Partner Content

Elevating Workstyles Q&A

London, UK

Following flexible workspace provider Fora's merge with TOG, new design director Guy Smith talks about cultivating the ideal office environment

Liberty House, designed by SODA

DESIGN ANTHOLOGY UK: Tell us about Fora’s vision and your goals as its new Design Director.

Guy Smith: The brand’s mission is to elevate every workstyle to ensure that people can really get the best out of how they work, however they work. 

For me, this means digging deeper. Understanding how and when people want to focus, collaborate or recharge is crucial. Some people need a pure white anechoic chamber with zero distraction to concentrate on work, but I will happily sit in the middle of a crowded coffee shop.

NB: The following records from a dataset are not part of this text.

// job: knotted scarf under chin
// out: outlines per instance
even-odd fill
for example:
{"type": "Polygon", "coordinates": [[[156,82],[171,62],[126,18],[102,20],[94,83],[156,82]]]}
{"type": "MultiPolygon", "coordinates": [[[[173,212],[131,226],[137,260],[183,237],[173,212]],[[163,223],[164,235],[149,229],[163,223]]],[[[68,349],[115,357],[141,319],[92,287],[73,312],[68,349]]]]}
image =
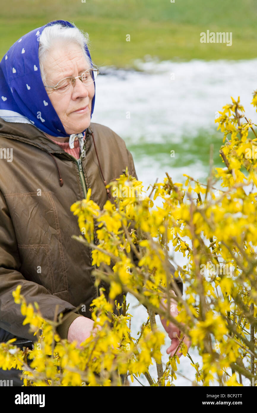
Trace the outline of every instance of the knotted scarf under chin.
{"type": "Polygon", "coordinates": [[[71,149],[73,149],[74,147],[74,142],[77,139],[78,140],[80,146],[80,151],[82,152],[83,147],[84,146],[84,134],[83,133],[73,133],[70,136],[69,140],[69,145],[71,149]]]}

We acknowledge that everyone is different, and our spaces aim to both reflect and embrace those individual needs. It’s about building out the workplace environment from the interactions we’re fostering to create a space that redefines your experience at work.

D/A: What do you consider to be good design when it comes to creating an effective, flexible working environment?

GS: In an ideal world, people using our spaces won’t be aware that there is lots of thinking going into everything around them – they will just know whatever it is they do, works. It’s all about dealing with the invisible, and if we ace it no one will ever notice the pre-planning. That’s the mark of success.

Fora's new Design Director, Guy Smith
The Black and White Building, with interiors by Daytrip Studio

D/A: How does a Fora workspace differ from a typical day-to-day office?

GS: There’s a particular kind of furniture language that seems to exist in the world of the corporate office: you never see those pieces in a boutique hotel or a lovely home.

We’re the opposite. If you went to ask your workforce to create a moodboard of places where they actually want to spend time, that’s far more in tune with Fora’s place in the world.

D/A: Can you tell us about Fora’s next London launch, The Jellicoe in King’s Cross?

GS: Some buildings, when you step across the threshold, you know what the rest of the space is going to be. But what we’re trying to innovate looking onward is a much broader constellation of spaces, interactions, and changes in tempo and pace.

For example, at The Jellicoe, there’s an events space on the top floor and it has tremendous views across the city. A real moment can be captured up there.

Fora meeting room

D/A: What do you see in Fora’s future?

GS: We have to ask ourselves how we can design buildings now that are adaptable enough to evolve and remain continually flexible in their future functionality. As people continue to work in different ways, too, Fora will concurrently aim to maintain a nurturing role in supporting all possible futures.